The Fed also said it plans to keep short-term rates at record lows to try to reassure investors that it will keep supporting an economy that remains less than fully healthy. In its statement, the Fed upgraded its assessment of the U.S. economy to say “growth in economic activity picked up in recent quarters.”
Stocks did not react well.
The Standard & Poor’s 500 index fell 18 points, or 1 percent, to close at 1,774 Wednesday. The S&P 500 has ended lower on four of the last five days.
The Dow Jones industrial average lost 189 points, or 1.2 percent, to 15,738.
The Nasdaq composite dropped 46 points, or 1.1 percent, to 4,051.
The Fed announced its tapering decision after Ben Bernanke’s final policy meeting. Bernanke will step down Friday after eight years as chairman and will be succeeded by Vice Chair Janet Yellen.
Many global investors fear that reduced Fed bond buying will boost U.S. rates and cause investors to move money out of emerging markets and into the United States for higher returns. Currency values in emerging economies have fallen over that concern.
In response, central banks in emerging economies, from India to Turkey to South Africa, have been acting to counter any damage from the Fed’s pullback and the prospect of higher U.S. rates: They’ve been raising their own rates. These central banks hope to control inflation, boost their flagging currencies and keep investors from fleeing.
But so far, those currencies have continued to weaken.
The action Wednesday was approved on a 10-0 vote. The last time a Fed policy statement was approved unanimously was June 2011.

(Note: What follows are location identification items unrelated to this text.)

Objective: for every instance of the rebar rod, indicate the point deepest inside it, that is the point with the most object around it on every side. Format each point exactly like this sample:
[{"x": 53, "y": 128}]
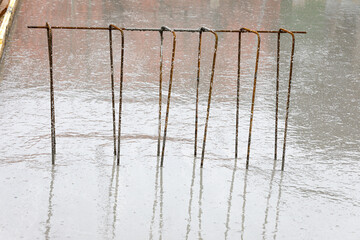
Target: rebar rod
[
  {"x": 169, "y": 92},
  {"x": 121, "y": 88},
  {"x": 237, "y": 98},
  {"x": 209, "y": 96},
  {"x": 253, "y": 95},
  {"x": 277, "y": 94},
  {"x": 160, "y": 90},
  {"x": 52, "y": 102},
  {"x": 288, "y": 95},
  {"x": 197, "y": 93},
  {"x": 112, "y": 86},
  {"x": 159, "y": 29}
]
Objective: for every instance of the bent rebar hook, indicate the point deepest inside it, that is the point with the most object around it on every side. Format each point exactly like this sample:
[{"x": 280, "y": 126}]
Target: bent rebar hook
[
  {"x": 52, "y": 102},
  {"x": 204, "y": 29},
  {"x": 254, "y": 90},
  {"x": 197, "y": 91},
  {"x": 164, "y": 28},
  {"x": 288, "y": 94},
  {"x": 111, "y": 26}
]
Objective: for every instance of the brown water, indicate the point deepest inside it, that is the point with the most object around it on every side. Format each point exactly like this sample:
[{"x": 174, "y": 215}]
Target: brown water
[{"x": 85, "y": 196}]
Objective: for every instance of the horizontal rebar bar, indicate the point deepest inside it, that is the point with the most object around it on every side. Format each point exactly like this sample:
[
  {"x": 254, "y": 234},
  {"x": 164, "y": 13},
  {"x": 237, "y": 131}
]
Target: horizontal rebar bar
[{"x": 159, "y": 29}]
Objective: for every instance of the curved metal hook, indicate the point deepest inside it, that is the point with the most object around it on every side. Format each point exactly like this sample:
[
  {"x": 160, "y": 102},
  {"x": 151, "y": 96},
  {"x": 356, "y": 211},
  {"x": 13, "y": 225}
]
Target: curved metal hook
[
  {"x": 288, "y": 95},
  {"x": 254, "y": 91},
  {"x": 197, "y": 92},
  {"x": 52, "y": 102},
  {"x": 210, "y": 90},
  {"x": 165, "y": 28},
  {"x": 111, "y": 26}
]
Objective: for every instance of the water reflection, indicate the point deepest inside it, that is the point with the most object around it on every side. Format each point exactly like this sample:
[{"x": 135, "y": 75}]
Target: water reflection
[
  {"x": 268, "y": 200},
  {"x": 155, "y": 199},
  {"x": 190, "y": 200},
  {"x": 115, "y": 199},
  {"x": 200, "y": 203},
  {"x": 159, "y": 193},
  {"x": 278, "y": 205},
  {"x": 50, "y": 204},
  {"x": 243, "y": 207},
  {"x": 229, "y": 199}
]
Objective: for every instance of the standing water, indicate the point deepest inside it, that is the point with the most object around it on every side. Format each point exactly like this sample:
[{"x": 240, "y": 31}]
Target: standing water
[{"x": 85, "y": 196}]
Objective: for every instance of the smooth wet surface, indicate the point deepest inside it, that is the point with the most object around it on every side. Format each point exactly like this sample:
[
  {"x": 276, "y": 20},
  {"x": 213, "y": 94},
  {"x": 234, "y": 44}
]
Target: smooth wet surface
[{"x": 85, "y": 196}]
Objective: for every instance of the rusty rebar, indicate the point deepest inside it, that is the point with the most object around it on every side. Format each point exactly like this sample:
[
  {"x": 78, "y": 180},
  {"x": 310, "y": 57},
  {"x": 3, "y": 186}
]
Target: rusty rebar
[
  {"x": 288, "y": 95},
  {"x": 253, "y": 95},
  {"x": 210, "y": 90},
  {"x": 277, "y": 94},
  {"x": 52, "y": 102},
  {"x": 160, "y": 90},
  {"x": 197, "y": 93},
  {"x": 121, "y": 87},
  {"x": 238, "y": 97},
  {"x": 112, "y": 86},
  {"x": 158, "y": 29},
  {"x": 169, "y": 92}
]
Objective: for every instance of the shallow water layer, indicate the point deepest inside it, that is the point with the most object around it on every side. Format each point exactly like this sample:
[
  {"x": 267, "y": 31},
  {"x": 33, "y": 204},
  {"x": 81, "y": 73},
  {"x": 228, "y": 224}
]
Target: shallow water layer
[{"x": 85, "y": 196}]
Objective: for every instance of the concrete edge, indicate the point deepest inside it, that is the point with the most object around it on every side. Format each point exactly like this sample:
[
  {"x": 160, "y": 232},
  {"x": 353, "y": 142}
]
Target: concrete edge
[{"x": 6, "y": 24}]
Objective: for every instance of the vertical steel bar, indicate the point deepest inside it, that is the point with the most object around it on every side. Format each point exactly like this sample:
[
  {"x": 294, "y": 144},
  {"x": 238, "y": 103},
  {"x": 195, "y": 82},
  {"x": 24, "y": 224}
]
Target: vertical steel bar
[
  {"x": 238, "y": 98},
  {"x": 121, "y": 88},
  {"x": 160, "y": 90},
  {"x": 112, "y": 86},
  {"x": 169, "y": 92},
  {"x": 197, "y": 93},
  {"x": 288, "y": 95},
  {"x": 253, "y": 95},
  {"x": 52, "y": 104},
  {"x": 277, "y": 93},
  {"x": 210, "y": 91}
]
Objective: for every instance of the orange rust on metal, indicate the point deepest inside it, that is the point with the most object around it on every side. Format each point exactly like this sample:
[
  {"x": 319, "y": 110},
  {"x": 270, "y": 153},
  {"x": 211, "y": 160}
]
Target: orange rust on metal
[
  {"x": 158, "y": 29},
  {"x": 210, "y": 90},
  {"x": 200, "y": 31},
  {"x": 121, "y": 88},
  {"x": 197, "y": 92},
  {"x": 52, "y": 102},
  {"x": 169, "y": 92},
  {"x": 253, "y": 95},
  {"x": 112, "y": 87},
  {"x": 160, "y": 90},
  {"x": 237, "y": 98},
  {"x": 277, "y": 94},
  {"x": 288, "y": 95}
]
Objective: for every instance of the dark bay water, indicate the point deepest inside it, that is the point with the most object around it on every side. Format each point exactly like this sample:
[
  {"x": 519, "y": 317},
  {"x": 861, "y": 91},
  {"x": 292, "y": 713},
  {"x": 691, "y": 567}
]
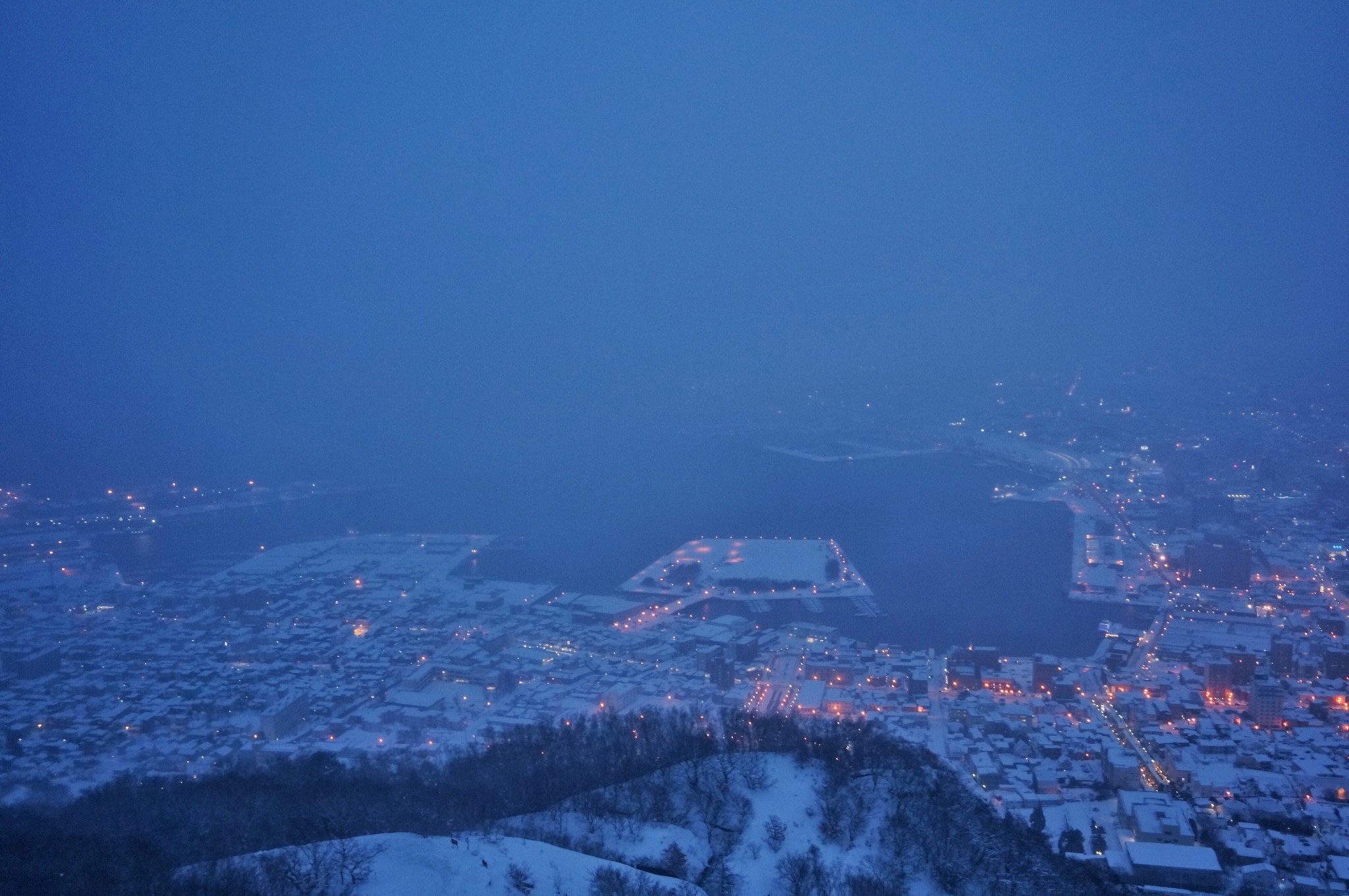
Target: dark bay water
[{"x": 947, "y": 565}]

The Fed’s statement repeated a phrase it first used in December: That it would hold its benchmark short-term rate near zero “well past” the time unemployment falls below 6.5 percent. The Fed noted that government spending cuts and tax increases are less of a drag on growth than last year. It also said businesses and consumers are stepping up spending.
The unemployment rate dipped from 7 percent to 6.7 percent in December, the lowest point in five years. Still, much of the decline was due to an exodus of job seekers who gave up looking for work and were no longer counted as unemployed.